COLORADO, USA — Hospitals are getting so busy that more and more, they're telling ambulances to take patients somewhere else, according to the Colorado Hospital Association (CHA).
"That tells the EMS providers who would typically bring patients to the hospital that they need to bring that patient to the next hospital," CHA spokesperson Cara Welch said.
Welch said hospitals will go on divert for a couple of hours to manage patient volume. She believes hospitals are doing this more frequently now for a number of reasons, including more COVID-19 patients filling beds, more trauma cases and issues with staffing shortages.
"The ERs have been full, our ICUs are very full, and so hospitals are having to use that tool in addition to a number of others to manage capacity," she said.

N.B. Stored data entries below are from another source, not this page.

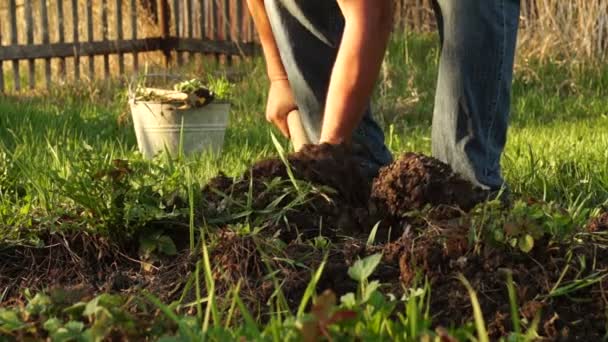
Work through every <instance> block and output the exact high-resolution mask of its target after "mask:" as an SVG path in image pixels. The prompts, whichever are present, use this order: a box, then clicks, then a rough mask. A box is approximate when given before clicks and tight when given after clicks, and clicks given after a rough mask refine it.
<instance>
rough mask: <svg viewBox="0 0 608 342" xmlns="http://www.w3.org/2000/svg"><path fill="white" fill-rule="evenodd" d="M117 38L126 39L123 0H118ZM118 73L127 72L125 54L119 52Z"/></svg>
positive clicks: (116, 9)
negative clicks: (122, 29) (123, 13)
mask: <svg viewBox="0 0 608 342" xmlns="http://www.w3.org/2000/svg"><path fill="white" fill-rule="evenodd" d="M116 39H117V40H118V41H122V40H124V36H123V32H122V0H116ZM118 73H119V74H120V75H121V76H122V75H124V74H125V55H124V54H122V53H119V54H118Z"/></svg>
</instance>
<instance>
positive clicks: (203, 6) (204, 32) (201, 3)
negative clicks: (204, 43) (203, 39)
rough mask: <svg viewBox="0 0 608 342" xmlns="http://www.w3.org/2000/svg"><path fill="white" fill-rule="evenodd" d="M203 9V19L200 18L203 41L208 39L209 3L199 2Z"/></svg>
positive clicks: (201, 6)
mask: <svg viewBox="0 0 608 342" xmlns="http://www.w3.org/2000/svg"><path fill="white" fill-rule="evenodd" d="M199 2H200V7H201V13H200V15H201V17H200V25H201V39H206V38H207V1H206V0H199Z"/></svg>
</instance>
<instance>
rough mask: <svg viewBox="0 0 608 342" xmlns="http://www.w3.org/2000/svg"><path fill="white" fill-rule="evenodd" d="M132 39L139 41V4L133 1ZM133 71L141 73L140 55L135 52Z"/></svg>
mask: <svg viewBox="0 0 608 342" xmlns="http://www.w3.org/2000/svg"><path fill="white" fill-rule="evenodd" d="M131 39H132V40H136V39H137V2H136V0H131ZM133 69H134V70H135V71H136V72H137V71H139V55H138V53H137V52H133Z"/></svg>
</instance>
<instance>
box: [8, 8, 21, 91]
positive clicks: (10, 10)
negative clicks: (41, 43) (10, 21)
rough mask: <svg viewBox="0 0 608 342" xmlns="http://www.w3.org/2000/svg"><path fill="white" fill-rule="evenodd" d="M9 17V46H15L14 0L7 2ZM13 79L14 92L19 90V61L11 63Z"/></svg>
mask: <svg viewBox="0 0 608 342" xmlns="http://www.w3.org/2000/svg"><path fill="white" fill-rule="evenodd" d="M8 8H9V10H8V11H9V15H10V17H11V45H17V44H18V43H19V40H18V38H17V4H16V2H15V0H9V2H8ZM13 79H14V80H15V84H14V86H13V88H14V89H15V91H19V90H21V77H20V75H19V61H18V60H14V61H13Z"/></svg>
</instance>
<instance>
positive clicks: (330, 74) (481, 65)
mask: <svg viewBox="0 0 608 342" xmlns="http://www.w3.org/2000/svg"><path fill="white" fill-rule="evenodd" d="M265 5H266V10H267V13H268V17H269V19H270V23H271V26H272V30H273V33H274V35H275V39H276V41H277V45H278V47H279V52H280V54H281V59H282V61H283V64H284V66H285V69H286V71H287V75H288V78H289V82H290V84H291V87H292V89H293V91H294V96H295V98H296V102H297V105H298V107H299V109H300V113H301V115H302V121H303V123H304V126H305V129H306V131H307V133H308V136H309V138H311V140H312V141H313V142H318V141H319V138H320V134H321V127H322V123H323V107H324V104H325V99H326V96H327V89H328V86H329V81H330V77H331V71H332V68H333V65H334V61H335V59H336V55H337V52H338V49H339V46H340V40H341V37H342V32H343V28H344V18H343V16H342V13H341V11H340V8H339V7H338V4H337V2H336V0H265ZM435 5H436V6H435V10H436V11H435V12H436V15H437V21H438V27H439V31H440V32H439V33H440V37H441V46H442V53H441V61H440V65H439V79H438V84H437V94H436V99H435V112H434V115H433V128H432V142H433V143H432V145H433V155H434V156H435V157H436V158H438V159H440V160H442V161H444V162H446V163H448V164H450V165H451V166H452V168H453V169H454V171H456V172H457V173H459V174H461V175H462V176H463V177H464V178H466V179H468V180H470V181H472V182H473V183H475V184H476V185H478V186H481V187H483V188H486V189H498V188H500V187H501V186H503V183H504V180H503V178H502V174H501V169H500V158H501V156H502V152H503V150H504V146H505V143H506V136H507V128H508V117H509V111H510V100H511V81H512V77H513V61H514V55H515V46H516V40H517V30H518V22H519V11H520V0H438V1H437V2H436V3H435ZM370 108H371V106H370V107H369V108H368V109H367V111H366V113H365V116H364V118H363V120H362V122H361V123H360V125H359V127H358V128H357V129H356V131H355V132H354V134H353V147H354V153H355V156H356V157H357V158H358V159H359V160H360V161H361V164H362V167H363V169H364V170H365V171H366V172H367V173H368V174H369V175H370V176H371V175H373V174H374V173H376V172H377V170H378V169H379V168H380V167H381V166H383V165H385V164H387V163H390V162H391V160H392V157H391V154H390V152H389V151H388V149H387V148H386V146H385V143H384V133H383V132H382V129H381V128H380V127H379V126H378V124H377V123H376V121H375V120H374V119H373V116H372V112H371V109H370Z"/></svg>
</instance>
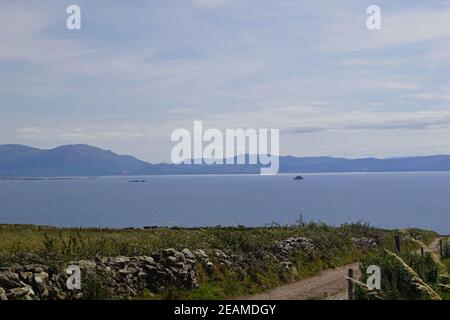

A spokesperson for South Metro Fire said that on the radio, he's heard hospitals go on divert more often. He said one to two years ago EMS rarely had to worry about it, but now he's hearing about it every evening.
Denver Health said it was diverting patients off and on over the weekend because of a high number of patients.
Welch said trauma cases will not be turned away when a hospital goes on divert.
"So it might be a stroke patient, chest pain, potentially a heart attack, but we are not talking gunshot wounds or massive traumas," she said.
When patients need care most, this tool can help take them to a place where they will be seen the fastest.
"If we could get our COVID hospitalizations down, that could take a lot of pressure off of our hospitals," Welch said.